Merge K Sorted Streams

Initial Problem Statement

You are given K sorted iterators, each producing integers in ascending order. Each iterator may be very large or infinite, so you cannot materialize them fully.Implement a function that returns a single iterator that yields all values in sorted order

Example

#Input:
def merge_k_sorted(iterators: List[Iterator]) -> Iterator:
    return iterators

# Implement:
class Iterator:
    def has_next(self) -> bool:
        return(0)
    def next(self) -> int:
        return(0)

Constraints

$K$ is number of iterators

$K$ can be up to 10,000
Total elements across all iterators can be very large
Each individual iterator is sorted
You may only call next() if has_next() is true
Memory should be $O(K)$ , not proportional to total elements

Requirements

Time complexity should be optimal
Output must be lazily evaluated (iterator-based)
No preloading entire iterators

Initial Thoughts, Questions

Are the inputs are sorted in the same way the output should be?
merge_k_sorted() returns an iterator, and that iterator will most likely have some sort of async yield statement, so that as it's called we're expected to merge in results from the sorted iterators input
Are the sorted inputs updated constantly too? Meaning is this a long running process, or are the inputs pre-defined and not updated?
Upon each next() call to merge_k_sorted I need to somehow pick the smallest current element from each of the iterators and return that
- I can pre-load those elements if the iterators are never updated
I need to somehow keep track of the ordering of the elements in the iterator
- I need to quickly access the smallest element (assuming ordering is smallest here, can be max too)
- I need to return that smallest element
- Then I need to ingest the next element from the iterator that had the previous smallest element, and insert that into my ordered object
This mostly seems like holding a min-heap (if smallest), where the min-heap itself will be sorted based on the value, and have some reference back to the iterator that it was apart of [1-k]
- When I pop off the smallest element, I need to push the element from that iterator onto the min-heap
My implementation would have
- $O(k)$ storage, with a single entry in the min-heap for each iterator $k$
- $O(2 \times \log k)$ time complexity as removing smallest and inserting next item are both $O(\log k)$
- Lazily evaluated, no pre-loading entire iterators
Edge cases and gotchas
- Need to check each iterator has a next, if it doesn't just ignore it then. No need to check further (unless it's continuously updated)
- If there are duplicate values, how do I separate them or know which one to return? Merging them I would assume I just pick whichever one, which means based on min-heap it will be the one with the smallest iterator index
- The values have some sort of comparison logic that's implemented on them?

Implementation

General thought is to implement a new class, treat Iterators as a black box, and ensure new class implements something like:

merged = merge_k_sorted(iterators)
merged.has_next()
merged.next()

# This is given, assume it's "good" - "Each input iterator already implements has_next() / next() and is treated as a black box"
class Iterator:
    def has_next(self) -> bool
    def next(self) -> int

class MergedIterator():
    # Once MergedIterator is instantiated, calling next and has_next can
    #   be done without returning something here. THis is strictly for 
    #   passing inputs in  
    def __init__(self, iterators: List[Iterator]):
        # use heapq operations EVERYWHERE
        # (val, iterator_reference)
        self.min_heap = []
        self.iterators = iterators
        # fill up initially
        for idx, iterator in enumerate(self.iterators):
            if iterator.has_next():
                heapq.heappush(self.min_heap, (iterator.next(), idx))
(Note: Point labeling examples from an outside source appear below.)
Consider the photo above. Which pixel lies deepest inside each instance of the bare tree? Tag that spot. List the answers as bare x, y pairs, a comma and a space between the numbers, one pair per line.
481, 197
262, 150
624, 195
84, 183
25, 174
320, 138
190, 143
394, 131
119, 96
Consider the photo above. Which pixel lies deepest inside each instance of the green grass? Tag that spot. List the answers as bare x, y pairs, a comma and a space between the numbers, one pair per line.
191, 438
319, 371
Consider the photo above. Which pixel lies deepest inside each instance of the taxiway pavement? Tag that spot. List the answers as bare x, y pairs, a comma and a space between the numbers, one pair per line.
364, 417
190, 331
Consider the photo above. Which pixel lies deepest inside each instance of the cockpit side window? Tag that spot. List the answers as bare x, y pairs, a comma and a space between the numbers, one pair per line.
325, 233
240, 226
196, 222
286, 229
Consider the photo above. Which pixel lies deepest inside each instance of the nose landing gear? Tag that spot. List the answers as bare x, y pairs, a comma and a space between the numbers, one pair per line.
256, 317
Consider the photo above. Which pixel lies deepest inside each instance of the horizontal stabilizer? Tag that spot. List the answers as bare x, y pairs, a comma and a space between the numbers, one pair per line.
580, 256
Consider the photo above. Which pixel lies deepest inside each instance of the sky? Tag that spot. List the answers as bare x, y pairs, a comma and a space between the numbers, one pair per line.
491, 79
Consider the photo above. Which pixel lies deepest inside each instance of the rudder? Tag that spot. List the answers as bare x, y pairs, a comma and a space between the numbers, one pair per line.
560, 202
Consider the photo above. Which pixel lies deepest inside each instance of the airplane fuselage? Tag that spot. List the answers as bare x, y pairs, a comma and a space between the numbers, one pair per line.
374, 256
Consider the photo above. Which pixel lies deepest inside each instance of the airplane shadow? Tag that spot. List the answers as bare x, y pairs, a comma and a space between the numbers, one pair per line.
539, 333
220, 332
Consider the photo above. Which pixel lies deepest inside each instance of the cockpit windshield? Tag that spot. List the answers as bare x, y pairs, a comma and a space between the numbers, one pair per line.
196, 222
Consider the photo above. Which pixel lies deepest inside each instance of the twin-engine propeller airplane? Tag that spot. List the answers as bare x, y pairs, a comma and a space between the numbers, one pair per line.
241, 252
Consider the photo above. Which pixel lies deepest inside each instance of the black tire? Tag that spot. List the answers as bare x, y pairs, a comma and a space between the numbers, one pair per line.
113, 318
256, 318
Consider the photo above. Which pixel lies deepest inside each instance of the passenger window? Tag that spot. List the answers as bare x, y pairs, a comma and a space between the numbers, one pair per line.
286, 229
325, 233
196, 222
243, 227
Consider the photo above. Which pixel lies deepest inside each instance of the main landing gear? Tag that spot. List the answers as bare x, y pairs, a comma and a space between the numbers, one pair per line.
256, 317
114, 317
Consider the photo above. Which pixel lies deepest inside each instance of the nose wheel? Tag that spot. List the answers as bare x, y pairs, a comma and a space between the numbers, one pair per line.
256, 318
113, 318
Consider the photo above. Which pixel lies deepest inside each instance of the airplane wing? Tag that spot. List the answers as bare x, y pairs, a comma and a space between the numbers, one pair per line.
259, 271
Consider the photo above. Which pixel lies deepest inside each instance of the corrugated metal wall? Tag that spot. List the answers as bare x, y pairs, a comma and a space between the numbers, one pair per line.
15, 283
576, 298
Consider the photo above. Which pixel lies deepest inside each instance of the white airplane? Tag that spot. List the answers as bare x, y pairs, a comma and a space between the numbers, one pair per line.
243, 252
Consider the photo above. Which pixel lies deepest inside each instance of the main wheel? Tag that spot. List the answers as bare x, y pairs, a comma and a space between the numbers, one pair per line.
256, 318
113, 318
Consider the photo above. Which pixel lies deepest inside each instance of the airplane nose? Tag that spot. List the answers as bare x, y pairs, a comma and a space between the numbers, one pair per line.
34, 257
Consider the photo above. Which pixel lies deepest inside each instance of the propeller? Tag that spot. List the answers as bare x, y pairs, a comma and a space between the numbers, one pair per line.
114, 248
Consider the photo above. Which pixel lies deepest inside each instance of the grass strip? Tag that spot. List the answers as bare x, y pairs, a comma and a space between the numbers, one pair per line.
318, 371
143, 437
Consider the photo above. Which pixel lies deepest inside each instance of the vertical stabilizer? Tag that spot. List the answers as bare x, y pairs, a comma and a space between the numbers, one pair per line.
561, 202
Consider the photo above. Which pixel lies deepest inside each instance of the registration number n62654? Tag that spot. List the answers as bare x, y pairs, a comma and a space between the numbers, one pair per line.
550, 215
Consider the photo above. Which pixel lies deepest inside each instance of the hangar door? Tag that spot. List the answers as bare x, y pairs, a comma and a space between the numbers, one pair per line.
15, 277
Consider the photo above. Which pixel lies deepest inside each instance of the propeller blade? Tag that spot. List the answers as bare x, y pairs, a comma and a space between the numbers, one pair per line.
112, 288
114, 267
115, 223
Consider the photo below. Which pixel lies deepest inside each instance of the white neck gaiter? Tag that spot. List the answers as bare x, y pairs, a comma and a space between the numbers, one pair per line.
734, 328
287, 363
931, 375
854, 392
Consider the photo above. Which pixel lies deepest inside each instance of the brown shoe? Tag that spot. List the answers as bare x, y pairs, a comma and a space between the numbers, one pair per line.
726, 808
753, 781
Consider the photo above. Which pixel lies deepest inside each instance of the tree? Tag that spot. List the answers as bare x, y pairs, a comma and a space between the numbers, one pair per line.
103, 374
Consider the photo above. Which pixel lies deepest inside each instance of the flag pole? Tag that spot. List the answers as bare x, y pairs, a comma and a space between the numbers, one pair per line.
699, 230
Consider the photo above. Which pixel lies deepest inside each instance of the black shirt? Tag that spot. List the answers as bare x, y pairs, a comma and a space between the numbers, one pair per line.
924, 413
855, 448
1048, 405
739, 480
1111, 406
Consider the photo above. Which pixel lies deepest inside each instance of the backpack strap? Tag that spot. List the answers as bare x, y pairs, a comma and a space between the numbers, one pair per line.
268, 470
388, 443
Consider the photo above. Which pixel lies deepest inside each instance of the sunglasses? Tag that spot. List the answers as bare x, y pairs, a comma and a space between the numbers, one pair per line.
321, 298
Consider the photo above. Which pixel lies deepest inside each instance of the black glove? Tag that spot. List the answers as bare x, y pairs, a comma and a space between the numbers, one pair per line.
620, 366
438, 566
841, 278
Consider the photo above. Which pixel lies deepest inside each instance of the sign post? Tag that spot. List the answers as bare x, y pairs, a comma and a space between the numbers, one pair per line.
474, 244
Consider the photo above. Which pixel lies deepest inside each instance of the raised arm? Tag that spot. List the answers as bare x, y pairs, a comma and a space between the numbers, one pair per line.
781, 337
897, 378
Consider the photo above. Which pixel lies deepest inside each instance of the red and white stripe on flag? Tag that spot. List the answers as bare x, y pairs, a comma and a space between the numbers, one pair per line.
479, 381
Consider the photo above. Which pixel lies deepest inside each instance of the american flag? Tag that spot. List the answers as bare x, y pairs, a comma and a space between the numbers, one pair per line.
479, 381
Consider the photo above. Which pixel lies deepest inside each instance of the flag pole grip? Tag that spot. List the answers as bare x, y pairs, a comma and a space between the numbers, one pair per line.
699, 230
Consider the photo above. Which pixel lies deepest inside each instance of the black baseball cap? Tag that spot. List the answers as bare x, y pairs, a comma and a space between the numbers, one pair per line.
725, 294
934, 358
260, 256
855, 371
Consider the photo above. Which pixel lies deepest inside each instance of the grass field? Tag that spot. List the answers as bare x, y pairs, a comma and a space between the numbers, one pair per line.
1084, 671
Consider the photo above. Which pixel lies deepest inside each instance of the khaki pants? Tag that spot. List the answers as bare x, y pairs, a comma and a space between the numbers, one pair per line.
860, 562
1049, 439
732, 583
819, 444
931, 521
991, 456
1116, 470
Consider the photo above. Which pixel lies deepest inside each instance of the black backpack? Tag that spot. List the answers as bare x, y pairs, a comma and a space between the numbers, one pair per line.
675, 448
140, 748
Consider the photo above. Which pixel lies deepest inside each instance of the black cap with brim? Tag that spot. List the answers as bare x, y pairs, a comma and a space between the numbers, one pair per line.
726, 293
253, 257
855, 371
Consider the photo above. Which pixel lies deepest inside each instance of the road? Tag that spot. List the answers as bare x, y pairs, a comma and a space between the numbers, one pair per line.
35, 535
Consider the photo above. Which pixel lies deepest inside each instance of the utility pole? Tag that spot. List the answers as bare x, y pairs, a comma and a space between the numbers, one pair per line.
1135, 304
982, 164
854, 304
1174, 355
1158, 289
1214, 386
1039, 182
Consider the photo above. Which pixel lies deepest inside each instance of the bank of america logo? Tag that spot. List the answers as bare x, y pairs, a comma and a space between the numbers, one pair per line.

    def has_next(self) -> bool:
        return(len(self.min_heap) > 0)
    
    def next(self) -> int:
        # Just a guardrail
        if not self.has_next():
            raise ValueError("Iterators Empty")

        val, iter_idx = heapq.heappop(self.min_heap)
        # If it doesn't have next and is empty, just ignore it
        if self.iterators[iter_idx].has_next():
            heapq.heappush(self.min_heap, (self.iterators[iter_idx].next(), iter_idx))
        
        return(val)
    
merged_iterator = MergedIterator(iterators)
if merged_iterator.has_next():
    yield merged_iterator.next()

Systems Design

Streaming + ML Design Question

You now have K sorted streams of model outputs (e.g., per-shard inference results), and you need to:
- Merge them in order (as above)
- Compute rolling top-K results over the last $N$ seconds
- Serve this in near real time to downstream consumers

High Level requirements

Constraints

Streams are high volume
Eventual consistency is acceptable
Memory must be bounded
Queries ask for “top-K in last N seconds”

API Surface

Clarifying Questions

What is the typical volume of model outputs? What is the typical volume over $N$ $N$ seconds?
- Volume: ~5–10 million events per minute total across all streams
Can $N$ $N$ change over queries, or is $N$ $N$ a fixed parameter?
- $N$ fixed at 60 seconds
How many queries per second are coming in from clients asking about top $N$ $N$ ?
- ~1,000 QPS querying “top-K over last 60s”.
How large is $K$ $K$ , is $K$ $K$ fixed, or is it changing for each query?
- Small and fixed — assume K $\lte$ 100

System Constraints

In total, we need to keep a sorted data structure receiving up to 10 million events per minute, we are going to end up receiving about 1,000 queries per second querying for these top-k results, and $k$ is going to be a fixed number less than 100. Accepting hundreds of thousands requests every 10 seconds in a continuous fashion means that keeping our internal data structure will require extremely fast update speeds, and then the query layer needs to work off this data structure to continuously serve queries. Eventual consistency is OK and so accepting a new event and inserting into the data structure isn't strictly required while also serving queries. Most modern day servers can handle 1,000 queries per second alone, but handling millions of ingestion events each minute while handling query events will be a marked challenge.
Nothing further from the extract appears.